Efficient THz Generation of Diabolo-Shaped Spintronic Fe/Pt Bilayer on MgO Substrate using 780-nm Pump Wavelength

摘要

Terahertz (THz) generation of spintronic heterostructures is becoming popular due to broader THz bandwidth with tunable emission amplitude and polarization [1-2]. These heterostructures typically consist of stacks of ferromagnetic (FM) and nonmagnetic (NM) thin films which generate THz radiation either by the inverse spin-Hall [3] or the interface inverse Rashba-Edelstein effect [4]. Several studies [1-2, 4] were performed which include choosing the appropriate stacks and thicknesses of NM and FM materials and suitable substrates to enhance THz emission. In most of these studies, THz generation was obtained from unstructured spintronic layers which emit electromagnetic radiation in the far-field. In this paper, we performed THz-Time Domain Spectroscopy (TDS) measurements of a diabolo-shaped Fe(3nm)/Pt(2nm) spintronic bilayer on MgO substrate using an IMRA femtolite780 laser which delivers ~100fs optical pulses at a repetition rate of 75MHz. The emitted THz radiation was detected by an LT-GaAs dipole-type photoconductive antenna. The generated THz amplitude of the diabolo-shaped spintronic Fe/Pt layers was compared to that of an unstructured Fe(3nm)/Pt(2nm) bilayer.

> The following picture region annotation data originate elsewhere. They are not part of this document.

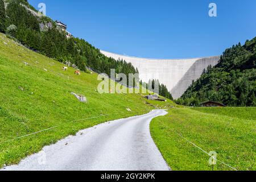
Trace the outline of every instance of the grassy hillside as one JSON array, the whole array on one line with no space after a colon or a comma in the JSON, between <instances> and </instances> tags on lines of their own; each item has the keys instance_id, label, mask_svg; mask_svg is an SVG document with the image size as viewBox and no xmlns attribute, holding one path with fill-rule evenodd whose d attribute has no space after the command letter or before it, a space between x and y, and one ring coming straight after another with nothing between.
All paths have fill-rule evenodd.
<instances>
[{"instance_id":1,"label":"grassy hillside","mask_svg":"<svg viewBox=\"0 0 256 182\"><path fill-rule=\"evenodd\" d=\"M154 108L139 94L100 94L97 74L79 76L72 68L63 71L63 65L0 34L0 168L80 129ZM88 103L80 102L71 92L85 95Z\"/></svg>"},{"instance_id":2,"label":"grassy hillside","mask_svg":"<svg viewBox=\"0 0 256 182\"><path fill-rule=\"evenodd\" d=\"M256 121L256 107L194 107L201 112L225 115L230 117Z\"/></svg>"},{"instance_id":3,"label":"grassy hillside","mask_svg":"<svg viewBox=\"0 0 256 182\"><path fill-rule=\"evenodd\" d=\"M217 159L238 170L256 169L256 108L174 108L168 112L152 121L151 131L173 170L212 170L210 157L185 139L207 152L217 152ZM214 169L232 170L220 162Z\"/></svg>"},{"instance_id":4,"label":"grassy hillside","mask_svg":"<svg viewBox=\"0 0 256 182\"><path fill-rule=\"evenodd\" d=\"M195 80L179 104L199 106L213 101L229 106L256 106L256 38L227 49L214 67Z\"/></svg>"}]
</instances>

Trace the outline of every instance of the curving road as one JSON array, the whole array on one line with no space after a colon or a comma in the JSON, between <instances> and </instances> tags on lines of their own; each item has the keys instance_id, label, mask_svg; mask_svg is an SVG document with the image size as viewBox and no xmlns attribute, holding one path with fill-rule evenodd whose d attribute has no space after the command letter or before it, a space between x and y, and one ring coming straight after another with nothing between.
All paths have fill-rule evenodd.
<instances>
[{"instance_id":1,"label":"curving road","mask_svg":"<svg viewBox=\"0 0 256 182\"><path fill-rule=\"evenodd\" d=\"M154 110L79 131L3 170L164 171L170 168L151 138Z\"/></svg>"}]
</instances>

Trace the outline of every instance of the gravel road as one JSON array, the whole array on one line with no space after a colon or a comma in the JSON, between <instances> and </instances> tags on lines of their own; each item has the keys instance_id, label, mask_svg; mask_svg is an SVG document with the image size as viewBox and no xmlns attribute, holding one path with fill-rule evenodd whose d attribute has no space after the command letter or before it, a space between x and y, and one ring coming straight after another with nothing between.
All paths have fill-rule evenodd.
<instances>
[{"instance_id":1,"label":"gravel road","mask_svg":"<svg viewBox=\"0 0 256 182\"><path fill-rule=\"evenodd\" d=\"M152 119L167 113L154 110L81 130L3 170L170 170L149 127Z\"/></svg>"}]
</instances>

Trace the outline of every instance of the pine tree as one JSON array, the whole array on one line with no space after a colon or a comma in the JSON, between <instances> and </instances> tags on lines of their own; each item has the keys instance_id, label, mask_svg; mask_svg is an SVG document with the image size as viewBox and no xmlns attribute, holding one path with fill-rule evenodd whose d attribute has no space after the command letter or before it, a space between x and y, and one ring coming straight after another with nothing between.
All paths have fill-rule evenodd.
<instances>
[{"instance_id":1,"label":"pine tree","mask_svg":"<svg viewBox=\"0 0 256 182\"><path fill-rule=\"evenodd\" d=\"M5 33L6 30L6 19L5 3L0 0L0 32Z\"/></svg>"}]
</instances>

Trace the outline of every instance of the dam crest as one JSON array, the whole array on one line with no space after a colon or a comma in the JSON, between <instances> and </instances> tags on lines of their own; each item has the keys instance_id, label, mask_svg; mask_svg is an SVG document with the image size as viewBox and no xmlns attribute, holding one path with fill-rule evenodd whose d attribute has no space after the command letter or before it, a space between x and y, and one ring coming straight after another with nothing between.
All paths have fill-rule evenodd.
<instances>
[{"instance_id":1,"label":"dam crest","mask_svg":"<svg viewBox=\"0 0 256 182\"><path fill-rule=\"evenodd\" d=\"M108 57L123 60L137 68L140 79L147 82L149 80L159 80L166 85L174 99L180 98L192 83L200 77L204 69L211 65L215 66L220 56L184 59L157 59L130 57L107 51L101 52Z\"/></svg>"}]
</instances>

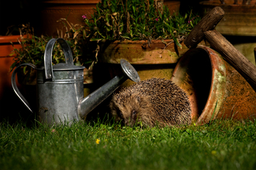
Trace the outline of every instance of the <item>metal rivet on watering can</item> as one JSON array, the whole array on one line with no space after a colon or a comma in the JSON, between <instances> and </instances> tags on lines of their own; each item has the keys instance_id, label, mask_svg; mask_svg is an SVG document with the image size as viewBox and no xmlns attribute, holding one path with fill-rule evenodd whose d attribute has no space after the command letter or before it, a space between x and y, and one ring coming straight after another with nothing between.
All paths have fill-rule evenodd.
<instances>
[{"instance_id":1,"label":"metal rivet on watering can","mask_svg":"<svg viewBox=\"0 0 256 170\"><path fill-rule=\"evenodd\" d=\"M58 42L65 56L65 63L52 66L54 45ZM140 76L135 69L126 60L121 60L123 73L115 76L102 87L84 98L85 66L74 66L71 49L63 39L52 39L46 46L44 67L37 68L30 63L17 66L12 75L12 85L14 91L33 112L29 104L19 91L16 84L17 69L22 66L29 66L37 70L37 111L39 119L49 125L54 124L70 124L81 121L102 101L107 98L127 78L136 82Z\"/></svg>"},{"instance_id":2,"label":"metal rivet on watering can","mask_svg":"<svg viewBox=\"0 0 256 170\"><path fill-rule=\"evenodd\" d=\"M199 46L189 50L178 63L171 80L188 94L196 124L216 118L255 118L255 91L210 48Z\"/></svg>"}]
</instances>

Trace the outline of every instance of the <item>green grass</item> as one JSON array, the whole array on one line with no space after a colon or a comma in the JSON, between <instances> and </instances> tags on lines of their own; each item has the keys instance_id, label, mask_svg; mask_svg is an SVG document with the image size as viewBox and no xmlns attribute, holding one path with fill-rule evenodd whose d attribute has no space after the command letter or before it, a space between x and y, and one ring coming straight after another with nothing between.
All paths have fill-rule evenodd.
<instances>
[{"instance_id":1,"label":"green grass","mask_svg":"<svg viewBox=\"0 0 256 170\"><path fill-rule=\"evenodd\" d=\"M249 121L164 128L4 122L0 169L255 169L255 139Z\"/></svg>"}]
</instances>

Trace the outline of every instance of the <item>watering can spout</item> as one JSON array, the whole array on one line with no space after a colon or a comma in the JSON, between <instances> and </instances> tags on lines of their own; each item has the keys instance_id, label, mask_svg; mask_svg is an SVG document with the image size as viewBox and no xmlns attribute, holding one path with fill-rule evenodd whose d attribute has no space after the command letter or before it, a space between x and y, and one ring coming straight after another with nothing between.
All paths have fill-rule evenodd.
<instances>
[{"instance_id":1,"label":"watering can spout","mask_svg":"<svg viewBox=\"0 0 256 170\"><path fill-rule=\"evenodd\" d=\"M52 66L54 45L58 42L65 56L65 63ZM126 60L120 60L123 74L116 76L97 90L84 98L84 75L85 68L74 66L71 49L61 39L50 39L44 53L44 66L37 68L30 63L18 66L12 75L14 91L29 110L29 104L19 92L16 83L16 74L20 66L29 66L37 70L36 113L40 122L49 125L54 124L71 124L85 117L96 106L107 98L127 78L139 82L140 76L135 69Z\"/></svg>"},{"instance_id":2,"label":"watering can spout","mask_svg":"<svg viewBox=\"0 0 256 170\"><path fill-rule=\"evenodd\" d=\"M102 87L80 100L78 109L80 117L85 117L128 78L136 83L140 80L137 72L126 60L121 60L120 64L123 70L121 75L116 76Z\"/></svg>"}]
</instances>

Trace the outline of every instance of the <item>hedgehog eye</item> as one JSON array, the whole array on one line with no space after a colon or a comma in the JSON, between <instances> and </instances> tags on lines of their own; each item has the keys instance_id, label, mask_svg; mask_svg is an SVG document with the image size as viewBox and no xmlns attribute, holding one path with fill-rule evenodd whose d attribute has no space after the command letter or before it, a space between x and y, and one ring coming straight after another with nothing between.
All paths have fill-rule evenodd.
<instances>
[{"instance_id":1,"label":"hedgehog eye","mask_svg":"<svg viewBox=\"0 0 256 170\"><path fill-rule=\"evenodd\" d=\"M133 110L133 114L135 115L137 114L136 110Z\"/></svg>"},{"instance_id":2,"label":"hedgehog eye","mask_svg":"<svg viewBox=\"0 0 256 170\"><path fill-rule=\"evenodd\" d=\"M119 116L120 116L121 118L123 117L123 114L121 112L119 113Z\"/></svg>"}]
</instances>

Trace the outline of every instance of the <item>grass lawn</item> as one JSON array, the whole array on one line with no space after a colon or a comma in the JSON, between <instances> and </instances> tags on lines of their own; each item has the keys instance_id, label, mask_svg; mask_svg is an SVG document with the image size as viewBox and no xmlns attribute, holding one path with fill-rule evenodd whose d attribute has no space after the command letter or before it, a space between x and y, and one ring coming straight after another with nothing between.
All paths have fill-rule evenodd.
<instances>
[{"instance_id":1,"label":"grass lawn","mask_svg":"<svg viewBox=\"0 0 256 170\"><path fill-rule=\"evenodd\" d=\"M0 123L0 169L256 169L256 123L128 128Z\"/></svg>"}]
</instances>

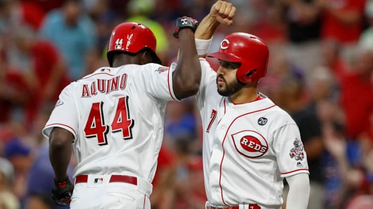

Results showed THz emission amplitude of the diabolo-shaped spintronic bilayer to be ~3x stronger than that of the unstructured one as shown in Figure 2. The improved THz emission amplitude of the shaped spintronic bilayer can be attributed to the near-field electromagnetic radiation coupled with the enhanced and confined magnetic optical field provided by the diabolo-shaped structure as discussed in [5].